We have late open sourced Cleora — an ultra fast vertex embedding tool for graphs & hypergraphs. Cleora can ingest any categorical, relational data and turn it into vector embeddings of entities. It is extremely fast, while offering very competitive quality of results. In fact, for reasons outlined below, it may be the fastest hypergraph embedding tool possible in practice.
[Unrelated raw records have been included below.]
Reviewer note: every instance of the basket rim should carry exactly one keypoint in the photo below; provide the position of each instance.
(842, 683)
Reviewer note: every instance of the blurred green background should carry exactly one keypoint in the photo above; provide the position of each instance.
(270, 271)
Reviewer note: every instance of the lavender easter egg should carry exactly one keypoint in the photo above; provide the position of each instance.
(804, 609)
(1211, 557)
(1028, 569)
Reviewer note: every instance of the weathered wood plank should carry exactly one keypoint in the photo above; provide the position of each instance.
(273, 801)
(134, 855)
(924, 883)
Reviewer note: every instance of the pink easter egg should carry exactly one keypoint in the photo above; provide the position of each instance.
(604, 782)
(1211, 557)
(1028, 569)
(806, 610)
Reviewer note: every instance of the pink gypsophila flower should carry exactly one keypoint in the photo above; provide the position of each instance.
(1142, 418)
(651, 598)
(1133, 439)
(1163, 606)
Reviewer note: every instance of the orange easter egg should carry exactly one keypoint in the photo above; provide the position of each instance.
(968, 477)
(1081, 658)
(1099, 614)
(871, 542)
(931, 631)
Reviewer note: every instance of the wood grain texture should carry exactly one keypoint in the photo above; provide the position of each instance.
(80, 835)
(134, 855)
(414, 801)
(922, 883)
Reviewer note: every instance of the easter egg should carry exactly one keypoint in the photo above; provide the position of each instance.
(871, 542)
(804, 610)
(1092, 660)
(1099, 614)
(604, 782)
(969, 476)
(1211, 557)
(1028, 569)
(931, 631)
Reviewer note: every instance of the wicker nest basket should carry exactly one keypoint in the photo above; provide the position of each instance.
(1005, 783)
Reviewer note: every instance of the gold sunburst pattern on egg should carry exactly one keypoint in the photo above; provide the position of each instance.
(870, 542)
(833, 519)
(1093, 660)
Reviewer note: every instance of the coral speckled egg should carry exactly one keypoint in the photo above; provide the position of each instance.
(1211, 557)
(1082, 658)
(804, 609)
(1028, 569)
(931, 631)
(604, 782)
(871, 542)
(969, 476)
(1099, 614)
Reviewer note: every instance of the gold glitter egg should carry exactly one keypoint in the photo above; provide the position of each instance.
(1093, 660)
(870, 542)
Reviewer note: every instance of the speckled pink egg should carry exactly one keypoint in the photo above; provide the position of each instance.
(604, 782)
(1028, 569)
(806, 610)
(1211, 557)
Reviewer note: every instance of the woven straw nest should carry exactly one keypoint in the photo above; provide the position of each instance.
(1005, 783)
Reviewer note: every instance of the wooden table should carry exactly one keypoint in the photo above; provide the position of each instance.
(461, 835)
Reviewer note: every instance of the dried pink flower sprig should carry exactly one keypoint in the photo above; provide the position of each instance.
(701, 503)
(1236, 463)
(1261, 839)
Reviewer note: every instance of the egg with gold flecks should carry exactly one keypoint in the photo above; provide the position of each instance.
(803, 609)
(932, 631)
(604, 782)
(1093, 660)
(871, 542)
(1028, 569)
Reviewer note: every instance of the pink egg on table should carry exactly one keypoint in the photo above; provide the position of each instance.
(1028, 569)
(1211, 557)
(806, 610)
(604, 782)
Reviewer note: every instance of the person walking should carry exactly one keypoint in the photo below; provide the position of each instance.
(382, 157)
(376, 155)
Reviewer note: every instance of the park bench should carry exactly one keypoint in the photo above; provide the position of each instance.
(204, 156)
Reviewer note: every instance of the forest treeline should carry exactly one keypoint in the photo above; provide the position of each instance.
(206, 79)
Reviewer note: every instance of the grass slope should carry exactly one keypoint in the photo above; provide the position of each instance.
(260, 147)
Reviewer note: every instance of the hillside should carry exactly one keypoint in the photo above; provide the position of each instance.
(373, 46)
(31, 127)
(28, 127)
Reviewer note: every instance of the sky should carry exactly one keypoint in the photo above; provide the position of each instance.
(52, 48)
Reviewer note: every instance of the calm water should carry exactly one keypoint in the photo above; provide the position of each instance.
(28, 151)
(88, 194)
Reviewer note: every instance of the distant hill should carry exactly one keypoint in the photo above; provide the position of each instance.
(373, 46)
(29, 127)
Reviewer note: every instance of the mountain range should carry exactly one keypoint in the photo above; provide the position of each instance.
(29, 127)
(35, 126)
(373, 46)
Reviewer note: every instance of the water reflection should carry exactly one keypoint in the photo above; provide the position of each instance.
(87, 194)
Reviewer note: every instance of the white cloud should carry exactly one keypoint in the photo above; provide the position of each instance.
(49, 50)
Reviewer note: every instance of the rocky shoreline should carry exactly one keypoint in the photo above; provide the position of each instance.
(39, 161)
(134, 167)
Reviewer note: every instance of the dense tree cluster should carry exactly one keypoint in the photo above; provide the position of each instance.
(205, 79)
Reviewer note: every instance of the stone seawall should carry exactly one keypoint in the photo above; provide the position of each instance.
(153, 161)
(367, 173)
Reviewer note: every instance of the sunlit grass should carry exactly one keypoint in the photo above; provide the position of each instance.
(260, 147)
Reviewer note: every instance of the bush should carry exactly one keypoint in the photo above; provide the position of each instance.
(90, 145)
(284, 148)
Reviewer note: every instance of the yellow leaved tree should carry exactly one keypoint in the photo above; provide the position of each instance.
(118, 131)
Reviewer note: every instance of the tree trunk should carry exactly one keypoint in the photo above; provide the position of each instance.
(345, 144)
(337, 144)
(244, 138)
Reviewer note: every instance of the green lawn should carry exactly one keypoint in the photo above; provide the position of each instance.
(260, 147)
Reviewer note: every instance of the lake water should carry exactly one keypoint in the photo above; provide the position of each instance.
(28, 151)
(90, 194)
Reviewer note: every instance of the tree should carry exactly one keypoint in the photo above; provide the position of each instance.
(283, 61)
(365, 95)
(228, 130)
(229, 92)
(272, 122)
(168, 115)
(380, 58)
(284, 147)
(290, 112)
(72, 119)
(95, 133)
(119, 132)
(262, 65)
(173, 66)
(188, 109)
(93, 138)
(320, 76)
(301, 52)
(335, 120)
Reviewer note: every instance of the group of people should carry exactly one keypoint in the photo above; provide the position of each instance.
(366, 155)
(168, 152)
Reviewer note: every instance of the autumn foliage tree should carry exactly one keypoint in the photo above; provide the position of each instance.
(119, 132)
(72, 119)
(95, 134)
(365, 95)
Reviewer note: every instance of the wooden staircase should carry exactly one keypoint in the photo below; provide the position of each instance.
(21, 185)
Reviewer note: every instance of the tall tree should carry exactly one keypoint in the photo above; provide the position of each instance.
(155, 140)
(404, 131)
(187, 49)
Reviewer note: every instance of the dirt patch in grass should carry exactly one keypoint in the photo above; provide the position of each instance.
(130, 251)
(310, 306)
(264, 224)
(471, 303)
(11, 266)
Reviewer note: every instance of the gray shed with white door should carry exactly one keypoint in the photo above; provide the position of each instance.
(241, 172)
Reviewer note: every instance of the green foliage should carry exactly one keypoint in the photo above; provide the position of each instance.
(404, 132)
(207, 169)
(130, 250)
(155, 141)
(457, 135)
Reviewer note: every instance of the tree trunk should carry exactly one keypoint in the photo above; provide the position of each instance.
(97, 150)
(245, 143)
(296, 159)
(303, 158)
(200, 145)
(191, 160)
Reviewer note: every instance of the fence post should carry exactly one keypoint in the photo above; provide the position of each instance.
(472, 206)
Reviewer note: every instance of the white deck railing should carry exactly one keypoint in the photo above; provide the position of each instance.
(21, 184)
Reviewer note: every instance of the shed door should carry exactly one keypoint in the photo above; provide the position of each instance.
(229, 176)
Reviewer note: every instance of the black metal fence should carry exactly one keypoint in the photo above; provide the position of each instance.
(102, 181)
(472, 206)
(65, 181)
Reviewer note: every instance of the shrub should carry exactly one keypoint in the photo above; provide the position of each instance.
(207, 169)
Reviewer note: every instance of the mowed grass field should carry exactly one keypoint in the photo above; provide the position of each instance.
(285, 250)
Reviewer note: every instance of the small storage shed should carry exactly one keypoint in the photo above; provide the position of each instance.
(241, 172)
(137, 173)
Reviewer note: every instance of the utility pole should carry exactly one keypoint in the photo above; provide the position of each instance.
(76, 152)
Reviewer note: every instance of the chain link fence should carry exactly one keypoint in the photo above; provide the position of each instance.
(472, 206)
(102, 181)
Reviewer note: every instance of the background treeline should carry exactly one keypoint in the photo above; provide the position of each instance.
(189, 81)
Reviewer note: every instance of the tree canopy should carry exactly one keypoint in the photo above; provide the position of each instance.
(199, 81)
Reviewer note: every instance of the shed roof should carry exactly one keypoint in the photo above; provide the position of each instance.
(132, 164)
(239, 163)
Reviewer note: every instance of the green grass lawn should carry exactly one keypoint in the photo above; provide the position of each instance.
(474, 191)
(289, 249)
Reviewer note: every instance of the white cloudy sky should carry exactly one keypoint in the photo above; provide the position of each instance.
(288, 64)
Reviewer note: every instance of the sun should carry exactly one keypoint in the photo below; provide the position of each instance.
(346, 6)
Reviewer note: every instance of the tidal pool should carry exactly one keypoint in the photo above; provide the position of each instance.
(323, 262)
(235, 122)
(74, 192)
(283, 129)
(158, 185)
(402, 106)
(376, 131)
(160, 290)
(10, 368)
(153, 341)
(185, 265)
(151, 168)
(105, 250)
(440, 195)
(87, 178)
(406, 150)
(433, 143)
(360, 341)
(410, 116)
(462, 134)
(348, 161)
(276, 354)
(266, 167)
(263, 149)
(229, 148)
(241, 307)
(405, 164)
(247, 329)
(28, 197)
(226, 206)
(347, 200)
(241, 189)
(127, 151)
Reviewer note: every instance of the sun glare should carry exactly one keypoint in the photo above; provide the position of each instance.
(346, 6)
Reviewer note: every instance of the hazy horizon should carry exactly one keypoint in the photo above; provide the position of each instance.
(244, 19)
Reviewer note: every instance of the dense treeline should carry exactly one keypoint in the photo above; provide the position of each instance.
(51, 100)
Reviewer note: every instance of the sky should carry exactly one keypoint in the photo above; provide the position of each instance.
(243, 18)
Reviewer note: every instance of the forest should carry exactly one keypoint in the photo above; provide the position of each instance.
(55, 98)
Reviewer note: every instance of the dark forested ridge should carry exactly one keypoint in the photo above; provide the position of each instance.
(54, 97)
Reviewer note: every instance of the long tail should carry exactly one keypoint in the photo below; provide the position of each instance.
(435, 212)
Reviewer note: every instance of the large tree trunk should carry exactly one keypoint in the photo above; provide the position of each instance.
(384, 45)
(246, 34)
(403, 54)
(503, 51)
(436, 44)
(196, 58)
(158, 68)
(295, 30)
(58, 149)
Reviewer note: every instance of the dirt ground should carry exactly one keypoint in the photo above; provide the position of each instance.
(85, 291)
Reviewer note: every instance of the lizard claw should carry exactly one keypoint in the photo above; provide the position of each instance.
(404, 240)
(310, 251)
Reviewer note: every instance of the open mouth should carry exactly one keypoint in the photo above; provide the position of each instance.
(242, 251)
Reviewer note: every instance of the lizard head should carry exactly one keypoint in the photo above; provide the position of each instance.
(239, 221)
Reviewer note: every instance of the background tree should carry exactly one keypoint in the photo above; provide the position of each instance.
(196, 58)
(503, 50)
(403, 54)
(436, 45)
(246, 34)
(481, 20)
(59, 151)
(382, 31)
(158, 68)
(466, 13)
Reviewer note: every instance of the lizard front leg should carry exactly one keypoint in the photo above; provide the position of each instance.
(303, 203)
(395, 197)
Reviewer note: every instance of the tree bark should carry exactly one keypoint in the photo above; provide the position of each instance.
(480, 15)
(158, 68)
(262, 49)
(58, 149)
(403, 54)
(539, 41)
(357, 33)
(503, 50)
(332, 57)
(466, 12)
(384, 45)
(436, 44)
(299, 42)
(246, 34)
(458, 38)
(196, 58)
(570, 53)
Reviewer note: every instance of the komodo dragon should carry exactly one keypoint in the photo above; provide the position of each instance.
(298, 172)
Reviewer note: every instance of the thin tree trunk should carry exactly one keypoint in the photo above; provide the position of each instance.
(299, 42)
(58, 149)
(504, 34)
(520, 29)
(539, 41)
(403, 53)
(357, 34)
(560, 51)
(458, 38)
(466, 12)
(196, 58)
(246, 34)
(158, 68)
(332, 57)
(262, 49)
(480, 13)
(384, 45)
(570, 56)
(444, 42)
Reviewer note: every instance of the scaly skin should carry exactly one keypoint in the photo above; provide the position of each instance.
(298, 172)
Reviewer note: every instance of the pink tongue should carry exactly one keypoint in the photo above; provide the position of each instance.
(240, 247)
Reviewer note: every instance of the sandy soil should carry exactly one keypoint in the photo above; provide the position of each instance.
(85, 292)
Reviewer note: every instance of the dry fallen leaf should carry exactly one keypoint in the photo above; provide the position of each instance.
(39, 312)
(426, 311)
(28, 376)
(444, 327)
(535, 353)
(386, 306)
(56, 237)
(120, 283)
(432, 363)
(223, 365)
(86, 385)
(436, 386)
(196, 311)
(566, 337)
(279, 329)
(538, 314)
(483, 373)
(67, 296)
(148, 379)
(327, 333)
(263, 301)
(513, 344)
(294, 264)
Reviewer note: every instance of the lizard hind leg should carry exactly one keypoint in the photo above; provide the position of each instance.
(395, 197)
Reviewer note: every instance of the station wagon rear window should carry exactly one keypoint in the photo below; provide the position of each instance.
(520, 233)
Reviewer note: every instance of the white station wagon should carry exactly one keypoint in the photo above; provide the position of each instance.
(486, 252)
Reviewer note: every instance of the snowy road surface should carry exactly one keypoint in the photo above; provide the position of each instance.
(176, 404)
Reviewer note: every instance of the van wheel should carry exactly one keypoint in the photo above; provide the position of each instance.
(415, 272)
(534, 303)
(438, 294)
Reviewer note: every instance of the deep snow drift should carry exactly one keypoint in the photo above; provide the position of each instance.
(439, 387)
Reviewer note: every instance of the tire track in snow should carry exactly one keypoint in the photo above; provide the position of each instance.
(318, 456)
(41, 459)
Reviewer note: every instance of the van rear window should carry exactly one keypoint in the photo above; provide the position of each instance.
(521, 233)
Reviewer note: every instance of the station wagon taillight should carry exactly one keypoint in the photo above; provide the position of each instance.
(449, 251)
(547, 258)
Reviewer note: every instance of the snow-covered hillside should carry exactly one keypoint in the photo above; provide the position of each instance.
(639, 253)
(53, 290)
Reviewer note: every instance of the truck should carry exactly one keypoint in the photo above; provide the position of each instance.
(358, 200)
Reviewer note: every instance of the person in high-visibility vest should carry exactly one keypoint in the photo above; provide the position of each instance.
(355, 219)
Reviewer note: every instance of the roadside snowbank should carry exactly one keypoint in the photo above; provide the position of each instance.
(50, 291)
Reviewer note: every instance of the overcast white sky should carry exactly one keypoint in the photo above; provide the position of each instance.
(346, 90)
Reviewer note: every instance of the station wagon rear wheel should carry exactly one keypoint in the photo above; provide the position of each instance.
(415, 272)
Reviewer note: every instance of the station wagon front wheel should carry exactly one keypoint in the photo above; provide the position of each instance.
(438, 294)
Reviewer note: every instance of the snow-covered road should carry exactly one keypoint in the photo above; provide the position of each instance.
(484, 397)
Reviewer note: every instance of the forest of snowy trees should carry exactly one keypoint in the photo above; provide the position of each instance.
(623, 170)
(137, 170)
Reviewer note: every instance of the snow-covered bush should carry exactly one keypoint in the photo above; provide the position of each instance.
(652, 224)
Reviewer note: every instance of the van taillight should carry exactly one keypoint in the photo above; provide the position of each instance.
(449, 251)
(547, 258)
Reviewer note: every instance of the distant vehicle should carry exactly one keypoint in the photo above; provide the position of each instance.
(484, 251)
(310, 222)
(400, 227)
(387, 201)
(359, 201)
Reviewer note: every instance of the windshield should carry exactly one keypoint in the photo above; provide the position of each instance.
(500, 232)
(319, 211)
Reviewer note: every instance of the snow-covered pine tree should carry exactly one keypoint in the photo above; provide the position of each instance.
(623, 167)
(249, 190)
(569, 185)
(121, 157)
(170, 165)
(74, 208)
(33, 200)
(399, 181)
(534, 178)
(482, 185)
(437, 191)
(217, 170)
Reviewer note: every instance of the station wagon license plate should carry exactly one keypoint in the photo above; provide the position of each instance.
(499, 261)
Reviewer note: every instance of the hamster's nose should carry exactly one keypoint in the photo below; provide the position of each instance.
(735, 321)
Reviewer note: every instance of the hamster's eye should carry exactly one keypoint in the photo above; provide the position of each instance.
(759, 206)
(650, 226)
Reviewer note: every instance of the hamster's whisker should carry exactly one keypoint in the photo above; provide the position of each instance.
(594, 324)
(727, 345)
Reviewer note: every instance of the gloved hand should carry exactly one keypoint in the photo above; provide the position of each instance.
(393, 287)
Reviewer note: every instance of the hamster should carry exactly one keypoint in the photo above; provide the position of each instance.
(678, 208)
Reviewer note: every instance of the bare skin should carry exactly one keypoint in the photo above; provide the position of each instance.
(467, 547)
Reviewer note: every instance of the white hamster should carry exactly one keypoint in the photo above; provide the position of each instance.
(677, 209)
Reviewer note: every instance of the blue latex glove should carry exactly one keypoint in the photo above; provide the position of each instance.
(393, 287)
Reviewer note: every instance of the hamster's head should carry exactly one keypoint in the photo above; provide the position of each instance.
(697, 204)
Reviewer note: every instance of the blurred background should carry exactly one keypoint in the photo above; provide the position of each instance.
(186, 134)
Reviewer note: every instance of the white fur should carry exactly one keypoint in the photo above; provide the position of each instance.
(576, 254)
Now, we print the Cleora whitepaper on arXiv for all to read. The whitepaper offers a peek into the interior workings of the algorithm, as well as any interesting benchmarks.
We’ve been utilizing Cleora in production at Synerise for a fewer years now, handling terabytes of data for our customers. It has evolved from a script version written in Python & Numpy, went through a concurrent Scala implementation on the JVM, and now has reached maturity with a highly optimized version written in Rust.
Is there a hypergraph in your data? (Yes)
Not many people realize that hypergraphs are ubiquitous. If you have at least 1 relational table with 2 categorical columns, you indeed have a graph and 2 hypergraphs!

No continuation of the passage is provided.